Eier erkennen mit Infrarotlicht
Der Prototyp wurde mit passenden Antrieben, einem Energiesystem und Steuerungskomponenten ausgestattet. Die ausgewählten Schaumstoffreifen überzeugten mit guten Fahreigenschaften auf dem von den Hühnern verschmutzten Untergrund. Die Steuerung der Plattform ist mit der eines Kettenfahrzeuges zu vergleichen. Durch den hohen Schlupf säubert sich das Reifenprofil eigenständig.
Mithilfe der entwickelten Smartphone-Fernsteuerung konnten praxisnahe Testbilder von den verlegten Eiern aufgenommen werden. Die Eiererkennung erfolgt mithilfe einer preiswerten 2D-Kamera, die Infrarotlicht nutzt, um auch bei schwachen Lichtverhältnissen Bilder generieren zu können. Die Eier lassen sich sowohl mit klassischer Bildverarbeitung als auch künstlicher Intelligenz (KI) detektieren. Mithilfe zahlreicher Testbilder aus der realen Stallumgebung konnte ein zuverlässiges Modell antrainiert werden. Der „Ovoraptor“ soll nun mittels eines Lokalisierungssystems intelligent durch den Stall navigieren und die verlegten Eier finden und einsammeln.
Variante 1 – mehrere Roboter sammeln Eier einzeln
Für die zuverlässige und effiziente Eiersammlung unter Berücksichtigung der anspruchsvollen Arbeitsumgebung wurden zwei Konzepte ausgearbeitet. Das erste Konzept beinhaltete die Konstruktion eines Greifers, der nur ein Ei greift und zur Ablagestation bringt.
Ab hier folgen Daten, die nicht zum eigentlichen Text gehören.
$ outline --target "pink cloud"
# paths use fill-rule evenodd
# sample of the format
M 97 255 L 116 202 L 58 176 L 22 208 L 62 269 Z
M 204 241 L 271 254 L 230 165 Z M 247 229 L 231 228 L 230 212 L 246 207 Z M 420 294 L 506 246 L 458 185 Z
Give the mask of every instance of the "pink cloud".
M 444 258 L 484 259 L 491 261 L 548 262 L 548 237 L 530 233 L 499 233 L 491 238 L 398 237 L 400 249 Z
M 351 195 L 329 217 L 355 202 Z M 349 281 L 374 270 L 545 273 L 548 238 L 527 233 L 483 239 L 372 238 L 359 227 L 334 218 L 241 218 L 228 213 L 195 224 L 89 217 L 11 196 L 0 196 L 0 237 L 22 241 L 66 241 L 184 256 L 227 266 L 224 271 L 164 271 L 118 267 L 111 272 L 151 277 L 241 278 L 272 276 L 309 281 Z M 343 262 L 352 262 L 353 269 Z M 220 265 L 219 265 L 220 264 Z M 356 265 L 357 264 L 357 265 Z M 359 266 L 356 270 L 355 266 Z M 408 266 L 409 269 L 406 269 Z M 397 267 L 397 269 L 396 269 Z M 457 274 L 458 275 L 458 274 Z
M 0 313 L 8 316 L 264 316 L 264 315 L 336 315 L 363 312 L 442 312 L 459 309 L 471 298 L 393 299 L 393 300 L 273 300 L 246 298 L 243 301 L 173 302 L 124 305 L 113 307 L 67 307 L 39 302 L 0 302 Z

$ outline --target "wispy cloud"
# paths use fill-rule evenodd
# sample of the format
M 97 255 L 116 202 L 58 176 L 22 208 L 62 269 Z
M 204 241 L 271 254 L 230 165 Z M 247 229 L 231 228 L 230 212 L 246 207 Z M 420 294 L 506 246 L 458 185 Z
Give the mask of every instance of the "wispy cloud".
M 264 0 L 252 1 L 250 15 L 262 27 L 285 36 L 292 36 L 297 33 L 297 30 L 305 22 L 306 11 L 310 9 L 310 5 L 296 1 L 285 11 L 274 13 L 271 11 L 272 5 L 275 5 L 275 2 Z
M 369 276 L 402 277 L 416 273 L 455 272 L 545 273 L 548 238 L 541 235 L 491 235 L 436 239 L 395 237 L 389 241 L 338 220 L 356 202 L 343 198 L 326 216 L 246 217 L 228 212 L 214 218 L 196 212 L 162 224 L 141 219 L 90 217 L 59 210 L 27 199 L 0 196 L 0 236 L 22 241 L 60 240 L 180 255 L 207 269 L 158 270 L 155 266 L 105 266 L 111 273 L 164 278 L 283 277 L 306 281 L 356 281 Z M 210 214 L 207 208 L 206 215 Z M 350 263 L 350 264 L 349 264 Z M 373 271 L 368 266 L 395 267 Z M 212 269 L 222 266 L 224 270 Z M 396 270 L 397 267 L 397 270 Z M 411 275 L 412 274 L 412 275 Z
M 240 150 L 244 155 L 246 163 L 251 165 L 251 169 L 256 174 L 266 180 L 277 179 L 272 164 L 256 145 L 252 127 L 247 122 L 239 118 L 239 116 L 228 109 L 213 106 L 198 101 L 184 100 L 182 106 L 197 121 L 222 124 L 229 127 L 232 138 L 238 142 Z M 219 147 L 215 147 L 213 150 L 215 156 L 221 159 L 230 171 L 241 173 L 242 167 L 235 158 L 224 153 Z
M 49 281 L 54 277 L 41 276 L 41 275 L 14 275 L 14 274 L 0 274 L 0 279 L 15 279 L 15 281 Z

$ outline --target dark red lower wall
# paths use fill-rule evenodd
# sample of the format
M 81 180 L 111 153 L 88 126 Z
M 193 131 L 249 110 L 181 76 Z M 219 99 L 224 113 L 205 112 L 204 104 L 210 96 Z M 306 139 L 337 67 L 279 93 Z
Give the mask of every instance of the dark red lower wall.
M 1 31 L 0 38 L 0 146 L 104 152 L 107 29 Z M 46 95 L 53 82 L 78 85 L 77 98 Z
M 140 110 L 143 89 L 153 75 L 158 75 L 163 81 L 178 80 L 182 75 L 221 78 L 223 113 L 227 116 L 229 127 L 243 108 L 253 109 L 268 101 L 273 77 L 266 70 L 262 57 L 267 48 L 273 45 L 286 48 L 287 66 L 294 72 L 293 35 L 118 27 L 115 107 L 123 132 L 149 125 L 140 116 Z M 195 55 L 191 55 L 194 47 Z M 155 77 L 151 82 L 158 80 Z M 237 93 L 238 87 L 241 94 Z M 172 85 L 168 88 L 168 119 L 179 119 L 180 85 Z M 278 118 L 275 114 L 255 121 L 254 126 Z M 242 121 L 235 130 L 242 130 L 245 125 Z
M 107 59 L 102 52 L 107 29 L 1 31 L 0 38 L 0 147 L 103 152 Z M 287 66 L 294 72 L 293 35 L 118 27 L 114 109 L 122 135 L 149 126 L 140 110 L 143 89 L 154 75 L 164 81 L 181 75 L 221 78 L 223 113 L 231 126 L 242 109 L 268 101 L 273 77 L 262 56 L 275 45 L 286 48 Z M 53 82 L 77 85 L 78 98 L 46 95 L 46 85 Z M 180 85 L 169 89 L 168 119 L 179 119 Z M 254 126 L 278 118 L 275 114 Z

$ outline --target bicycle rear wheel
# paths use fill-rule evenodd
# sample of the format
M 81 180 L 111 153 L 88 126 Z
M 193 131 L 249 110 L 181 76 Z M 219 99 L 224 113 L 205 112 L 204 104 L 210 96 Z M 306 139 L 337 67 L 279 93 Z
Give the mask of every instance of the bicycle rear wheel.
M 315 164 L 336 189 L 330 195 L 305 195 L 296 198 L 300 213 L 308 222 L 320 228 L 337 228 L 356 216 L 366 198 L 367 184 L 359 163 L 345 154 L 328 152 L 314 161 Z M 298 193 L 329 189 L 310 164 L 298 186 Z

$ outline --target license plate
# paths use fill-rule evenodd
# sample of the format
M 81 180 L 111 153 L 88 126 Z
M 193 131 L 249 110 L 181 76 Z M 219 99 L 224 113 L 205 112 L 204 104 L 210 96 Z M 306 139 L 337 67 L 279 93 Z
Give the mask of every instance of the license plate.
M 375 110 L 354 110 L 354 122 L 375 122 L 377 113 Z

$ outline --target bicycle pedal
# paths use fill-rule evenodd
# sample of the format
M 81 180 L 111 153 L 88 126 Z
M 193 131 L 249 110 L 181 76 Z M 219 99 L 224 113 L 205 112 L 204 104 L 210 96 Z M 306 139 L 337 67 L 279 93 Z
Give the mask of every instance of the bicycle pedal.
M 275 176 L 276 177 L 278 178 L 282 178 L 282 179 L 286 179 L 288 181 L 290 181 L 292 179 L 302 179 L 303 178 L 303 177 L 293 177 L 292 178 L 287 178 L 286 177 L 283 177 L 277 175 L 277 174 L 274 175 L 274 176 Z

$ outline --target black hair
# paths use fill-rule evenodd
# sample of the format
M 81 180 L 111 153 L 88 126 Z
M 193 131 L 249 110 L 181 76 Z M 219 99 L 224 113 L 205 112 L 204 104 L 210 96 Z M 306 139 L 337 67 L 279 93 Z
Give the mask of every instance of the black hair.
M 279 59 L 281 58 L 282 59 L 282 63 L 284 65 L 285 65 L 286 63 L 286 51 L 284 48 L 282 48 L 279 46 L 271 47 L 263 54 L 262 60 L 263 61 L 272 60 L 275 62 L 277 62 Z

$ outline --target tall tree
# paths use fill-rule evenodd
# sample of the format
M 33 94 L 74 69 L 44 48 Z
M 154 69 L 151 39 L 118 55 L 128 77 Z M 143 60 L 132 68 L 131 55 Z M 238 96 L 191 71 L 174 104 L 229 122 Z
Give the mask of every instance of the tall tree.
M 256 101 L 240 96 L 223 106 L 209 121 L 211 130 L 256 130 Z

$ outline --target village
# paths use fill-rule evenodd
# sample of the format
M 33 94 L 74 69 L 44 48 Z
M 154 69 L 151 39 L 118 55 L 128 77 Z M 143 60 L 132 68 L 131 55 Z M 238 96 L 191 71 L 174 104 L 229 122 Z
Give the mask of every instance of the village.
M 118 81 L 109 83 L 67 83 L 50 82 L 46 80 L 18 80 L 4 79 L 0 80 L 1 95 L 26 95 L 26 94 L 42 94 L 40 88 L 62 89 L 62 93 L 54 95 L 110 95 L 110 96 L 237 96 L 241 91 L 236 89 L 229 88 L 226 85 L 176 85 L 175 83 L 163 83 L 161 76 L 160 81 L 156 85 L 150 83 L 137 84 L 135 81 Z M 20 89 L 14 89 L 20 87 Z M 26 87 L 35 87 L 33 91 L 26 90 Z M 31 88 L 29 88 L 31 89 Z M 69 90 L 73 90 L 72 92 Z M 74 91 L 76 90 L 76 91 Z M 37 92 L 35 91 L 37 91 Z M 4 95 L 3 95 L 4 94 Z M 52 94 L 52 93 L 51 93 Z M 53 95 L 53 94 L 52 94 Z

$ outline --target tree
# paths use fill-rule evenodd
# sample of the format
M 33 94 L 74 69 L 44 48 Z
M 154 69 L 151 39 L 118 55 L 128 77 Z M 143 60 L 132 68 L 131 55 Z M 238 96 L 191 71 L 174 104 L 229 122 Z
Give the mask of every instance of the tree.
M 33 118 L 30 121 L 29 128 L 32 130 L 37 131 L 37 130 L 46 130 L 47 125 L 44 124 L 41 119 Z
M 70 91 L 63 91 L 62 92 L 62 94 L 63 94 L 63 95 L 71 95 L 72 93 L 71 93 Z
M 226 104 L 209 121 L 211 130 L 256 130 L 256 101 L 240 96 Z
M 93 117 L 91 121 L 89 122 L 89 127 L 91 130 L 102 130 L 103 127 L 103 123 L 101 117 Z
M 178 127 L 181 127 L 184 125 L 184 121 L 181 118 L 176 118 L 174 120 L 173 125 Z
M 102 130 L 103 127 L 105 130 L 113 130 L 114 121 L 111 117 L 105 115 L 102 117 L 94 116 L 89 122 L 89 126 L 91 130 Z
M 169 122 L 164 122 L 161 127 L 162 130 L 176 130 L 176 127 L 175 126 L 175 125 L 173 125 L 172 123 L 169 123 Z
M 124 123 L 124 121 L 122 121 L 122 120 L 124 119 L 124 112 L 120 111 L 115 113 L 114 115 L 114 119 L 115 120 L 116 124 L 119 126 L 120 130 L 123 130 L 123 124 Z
Die Idee dahinter ist, mehrere kleine Roboter, die miteinander vernetzt sind, durch den Stall fahren zu lassen, um auf diese Weise genauso schnell wie ein einzelner großer Roboter zu sein. Die Druckkraft auf das Ei wird durch die Limitierung des Motorstroms auf einen konstanten Wert und nachgiebigen Greiffingern begrenzt.
Variante 2 – ein Roboter sammelt mehrere Eier
Beim zweiten Konzept soll ein einziger Roboter mehrere Eier aufsammeln, um lange Wege zur Ablagestation zu vermeiden. Dabei wird die Funktionsweise eines Rollsammlers genutzt. Beim Überrollen der Eier geben die Speichen nach, sodass das Ei ins Innere der Trommel gelangt. Durch die breite Trommel des Sammlers ergibt sich eine schnellere Aufnahme der Eier, da im Gegensatz zum Einzelgreifer die Positioniergenauigkeit nicht so hoch sein muss. Zusätzlich ist es nicht mehr erforderlich, dass der Roboter anhalten muss, um ein Ei aufzunehmen. Der Fokus im weiteren Verlauf des Forschungsprojektes wird daher auf die Sammeltechnik des Rollsammlers gelegt.
In der verbleibenden Projektlaufzeit werden neben der Entwicklung einer Ablagestation und einer automatischen Energiestation noch zahlreiche Praxistests zur Optimierung des „Ovoraptors“ durchgeführt.